Sa crainte était surtout de "devoir jouer les flics" pour que les clients respectent les distance de sécurité et les fameux "gestes barrière". "Mais ils ont été cools", ajoute-t-il avec son accent flamand. "Avec des gens qu'ils connaissent ils font attention. Tout s'est bien passé." Tintement de vaisselle et éclats de rire dans les bruits de vapeur de la machine à café: "L'Union" reprend vie comme s'il avait fermé la veille. "Salut patron ! On a le droit de s'embrasser?" lance un client au maître des lieux.
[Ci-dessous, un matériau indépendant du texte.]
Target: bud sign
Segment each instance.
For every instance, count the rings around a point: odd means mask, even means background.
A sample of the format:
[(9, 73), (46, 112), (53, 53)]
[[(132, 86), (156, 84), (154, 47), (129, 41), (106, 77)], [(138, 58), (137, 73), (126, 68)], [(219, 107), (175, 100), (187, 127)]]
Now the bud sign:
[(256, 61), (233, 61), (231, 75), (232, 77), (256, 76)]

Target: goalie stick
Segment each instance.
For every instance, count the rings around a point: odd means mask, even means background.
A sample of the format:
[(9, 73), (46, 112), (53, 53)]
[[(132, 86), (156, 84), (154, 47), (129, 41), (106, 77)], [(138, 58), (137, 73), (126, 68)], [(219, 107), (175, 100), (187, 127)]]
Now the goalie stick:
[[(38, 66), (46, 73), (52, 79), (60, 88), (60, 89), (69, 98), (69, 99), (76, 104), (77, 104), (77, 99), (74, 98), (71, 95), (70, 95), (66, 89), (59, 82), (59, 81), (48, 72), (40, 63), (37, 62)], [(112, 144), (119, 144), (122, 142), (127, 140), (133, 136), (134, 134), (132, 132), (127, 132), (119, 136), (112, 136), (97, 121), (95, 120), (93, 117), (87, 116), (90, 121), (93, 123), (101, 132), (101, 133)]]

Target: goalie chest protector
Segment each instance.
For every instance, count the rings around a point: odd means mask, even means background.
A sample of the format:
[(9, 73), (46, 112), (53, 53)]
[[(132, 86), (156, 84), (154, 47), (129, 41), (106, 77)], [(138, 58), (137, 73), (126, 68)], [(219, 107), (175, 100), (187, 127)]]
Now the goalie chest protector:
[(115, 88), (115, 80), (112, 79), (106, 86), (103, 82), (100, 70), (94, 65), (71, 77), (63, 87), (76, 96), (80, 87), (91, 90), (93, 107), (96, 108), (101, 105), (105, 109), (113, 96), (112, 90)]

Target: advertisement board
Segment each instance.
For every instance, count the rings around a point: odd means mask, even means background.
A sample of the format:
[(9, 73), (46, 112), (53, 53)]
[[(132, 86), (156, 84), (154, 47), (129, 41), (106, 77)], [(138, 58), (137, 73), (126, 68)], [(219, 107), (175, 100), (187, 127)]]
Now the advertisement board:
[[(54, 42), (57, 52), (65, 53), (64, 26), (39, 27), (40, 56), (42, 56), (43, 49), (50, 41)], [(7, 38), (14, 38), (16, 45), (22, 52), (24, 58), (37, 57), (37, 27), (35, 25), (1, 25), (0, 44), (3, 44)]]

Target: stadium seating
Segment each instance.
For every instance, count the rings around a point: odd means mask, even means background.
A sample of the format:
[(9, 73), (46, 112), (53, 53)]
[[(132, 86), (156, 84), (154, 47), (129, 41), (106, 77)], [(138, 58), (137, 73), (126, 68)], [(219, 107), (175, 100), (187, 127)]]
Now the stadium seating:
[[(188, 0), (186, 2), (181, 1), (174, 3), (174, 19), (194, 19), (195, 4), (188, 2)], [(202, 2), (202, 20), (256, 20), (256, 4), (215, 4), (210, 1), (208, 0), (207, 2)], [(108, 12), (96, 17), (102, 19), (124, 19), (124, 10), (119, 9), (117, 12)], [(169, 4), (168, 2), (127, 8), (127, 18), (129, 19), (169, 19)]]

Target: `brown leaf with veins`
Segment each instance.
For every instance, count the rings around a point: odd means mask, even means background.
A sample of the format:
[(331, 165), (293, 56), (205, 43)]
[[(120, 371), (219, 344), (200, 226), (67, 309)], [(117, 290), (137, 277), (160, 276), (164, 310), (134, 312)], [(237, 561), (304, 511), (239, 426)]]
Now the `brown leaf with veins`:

Une hésitation, un sourire, puis une bise, une seule, à la belge: "On vit dangereusement !"

Plexiglas

Autre lieu, autre ambiance dans le quartier européen, où les établissements accueillent surtout les expatriés des environs: fonctionnaires, journalistes, lobbyistes, qui composent la "bulle" bruxelloise. Les restaurants, qui vivent surtout à l'heure du déjeuner, respirent. Mais s'adaptent, à l'instar de la "Casa Italiana", resto familial, qui a équipé ses tables de panneaux en plexiglas léger pour isoler les clients.

Dans une zone commerçante du quartier, le patron du "Petit Paris" est lui affairé comme jamais. Pas le temps de parler: "Je suis seul à faire le service!" peste-t-il, en bras de chemise, derrière son masque. Jacques, 66 ans, l'observe, heureux de "revoir des gens". "Le social m'a manqué", dit cet homme venu de Hoeilaert, dans la banlieue flamande de Bruxelles.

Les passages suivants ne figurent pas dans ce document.